FIGURE 2 shows a cross-sectional side view of the sealing assembly (10) of a rotating control device and the housing (20) according to a preferred embodiment of the present invention. The housing (20) comprises a central circular aperture (23) defining a cavity (29) extending therethrough, wherein said housing comprises a channel (25) located proximate atop edge (22) of the housing, the channel (25) defines an upper edge (26), a lower edge (27) and a side wall (28) located therebetween. The sealing assembly (10) comprises a sealing element (12), an element adapter (18), an elastomeric component (30) and a bolt (19) to hold the sealing element (12), element adapter (18), and elastomeric component (30) together. The sealing assembly (10) is adapted to be securely and removably inserted within said opening of said housing and defining an aperture sized for the insertion of a drillstring therethrough, wherein said sealing assembly is configured to seal around said drillstring and isolate an annulus of the drilling riser.

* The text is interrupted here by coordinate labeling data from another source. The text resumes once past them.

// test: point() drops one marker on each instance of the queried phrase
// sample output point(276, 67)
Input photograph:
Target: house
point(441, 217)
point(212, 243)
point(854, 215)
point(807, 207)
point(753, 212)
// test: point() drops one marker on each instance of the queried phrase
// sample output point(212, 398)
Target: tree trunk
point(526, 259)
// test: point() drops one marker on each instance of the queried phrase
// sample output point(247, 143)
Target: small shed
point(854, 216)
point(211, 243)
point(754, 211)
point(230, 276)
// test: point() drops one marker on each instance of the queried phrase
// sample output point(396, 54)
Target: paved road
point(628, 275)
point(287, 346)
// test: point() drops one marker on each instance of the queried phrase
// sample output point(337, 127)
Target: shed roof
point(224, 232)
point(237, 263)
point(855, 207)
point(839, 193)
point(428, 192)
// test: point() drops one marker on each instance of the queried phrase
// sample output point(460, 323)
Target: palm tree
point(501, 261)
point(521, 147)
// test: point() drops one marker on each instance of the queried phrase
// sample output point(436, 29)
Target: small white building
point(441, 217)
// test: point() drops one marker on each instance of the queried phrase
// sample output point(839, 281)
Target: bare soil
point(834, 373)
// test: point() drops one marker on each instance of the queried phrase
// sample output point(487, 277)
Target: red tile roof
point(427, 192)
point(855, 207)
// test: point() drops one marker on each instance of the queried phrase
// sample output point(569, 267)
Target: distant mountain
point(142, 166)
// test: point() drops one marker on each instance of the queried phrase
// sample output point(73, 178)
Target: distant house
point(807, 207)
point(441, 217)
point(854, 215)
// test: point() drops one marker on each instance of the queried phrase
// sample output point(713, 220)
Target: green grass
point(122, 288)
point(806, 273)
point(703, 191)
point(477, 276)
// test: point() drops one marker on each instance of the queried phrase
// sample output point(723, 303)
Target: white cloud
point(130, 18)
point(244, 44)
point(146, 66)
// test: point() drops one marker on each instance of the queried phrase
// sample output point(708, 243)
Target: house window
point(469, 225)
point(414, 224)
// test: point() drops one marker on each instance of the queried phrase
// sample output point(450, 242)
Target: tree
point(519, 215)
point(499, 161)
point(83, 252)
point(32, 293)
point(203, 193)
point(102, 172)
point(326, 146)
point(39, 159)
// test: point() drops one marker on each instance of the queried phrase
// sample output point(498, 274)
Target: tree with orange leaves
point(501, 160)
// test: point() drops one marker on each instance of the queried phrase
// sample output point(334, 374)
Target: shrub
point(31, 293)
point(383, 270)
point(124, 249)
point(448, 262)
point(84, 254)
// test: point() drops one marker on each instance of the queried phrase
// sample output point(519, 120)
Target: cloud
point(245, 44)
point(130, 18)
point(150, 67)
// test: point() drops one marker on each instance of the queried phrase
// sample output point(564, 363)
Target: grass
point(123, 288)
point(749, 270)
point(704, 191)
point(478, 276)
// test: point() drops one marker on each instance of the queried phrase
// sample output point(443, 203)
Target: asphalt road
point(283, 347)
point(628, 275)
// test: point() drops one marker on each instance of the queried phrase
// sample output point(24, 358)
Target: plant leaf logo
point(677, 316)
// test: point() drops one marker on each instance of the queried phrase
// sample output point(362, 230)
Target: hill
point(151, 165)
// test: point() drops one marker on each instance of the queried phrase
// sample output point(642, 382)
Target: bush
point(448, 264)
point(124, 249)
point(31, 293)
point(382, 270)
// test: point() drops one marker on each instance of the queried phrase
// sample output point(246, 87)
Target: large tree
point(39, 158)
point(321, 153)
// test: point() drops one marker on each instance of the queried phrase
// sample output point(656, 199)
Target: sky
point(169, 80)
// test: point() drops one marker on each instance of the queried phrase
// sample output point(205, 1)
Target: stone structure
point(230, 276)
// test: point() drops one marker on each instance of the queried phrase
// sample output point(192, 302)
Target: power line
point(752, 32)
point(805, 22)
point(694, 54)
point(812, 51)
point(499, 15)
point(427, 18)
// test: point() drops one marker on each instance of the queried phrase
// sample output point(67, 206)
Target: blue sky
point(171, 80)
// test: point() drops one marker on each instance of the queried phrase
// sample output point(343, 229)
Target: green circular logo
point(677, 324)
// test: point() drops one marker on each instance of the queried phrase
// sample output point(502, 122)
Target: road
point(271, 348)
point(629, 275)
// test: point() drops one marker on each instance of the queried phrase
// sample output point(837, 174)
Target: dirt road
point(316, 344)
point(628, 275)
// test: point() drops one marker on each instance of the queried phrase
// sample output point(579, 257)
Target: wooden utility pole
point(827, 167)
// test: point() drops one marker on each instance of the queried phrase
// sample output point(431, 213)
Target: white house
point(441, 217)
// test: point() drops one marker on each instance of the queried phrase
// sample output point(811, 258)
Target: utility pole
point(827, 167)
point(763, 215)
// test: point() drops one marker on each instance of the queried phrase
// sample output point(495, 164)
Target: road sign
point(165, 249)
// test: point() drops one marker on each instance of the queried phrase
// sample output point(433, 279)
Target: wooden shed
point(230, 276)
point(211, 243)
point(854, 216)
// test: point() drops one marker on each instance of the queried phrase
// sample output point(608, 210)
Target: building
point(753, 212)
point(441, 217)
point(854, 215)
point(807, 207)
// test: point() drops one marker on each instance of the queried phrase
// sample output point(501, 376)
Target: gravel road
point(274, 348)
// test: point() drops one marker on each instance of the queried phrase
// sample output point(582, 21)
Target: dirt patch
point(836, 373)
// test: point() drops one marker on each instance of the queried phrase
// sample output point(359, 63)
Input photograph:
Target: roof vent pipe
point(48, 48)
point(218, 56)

A boltless sealing assembly securement system (40) comprises: at least one boltless segment (42) adapted for insertion into a channel (25) located on the housing (20), each one of said at least one boltless segment comprising a preferably curved shape adapted to fit within said channel and having an outer surface (43), an inner surface (44), a top surface (45) and a lower surface (46); said outer surface (43) adapted to abut against the side wall (28) of said channel (25) and said lower surface (46) adapted to abut against the lower edge (27) of said channel (25) and said top surface (45) adapted to abut against the upper edge (26) of said channel (25). The boltless segment retainer (42) comprises a, preferably, flat top surface (51) adapted for securing on a top edge (22) of the housing (20) and a lower (annular) edge (52) adapted for insertion within the housing aperture (23) and abutment against the inner surface (44) of said at least one boltless segment (42).

FIGURE 3 shows an exploded side view of the sealing assembly (10) of a rotating control device and the housing according to a preferred embodiment of the present invention.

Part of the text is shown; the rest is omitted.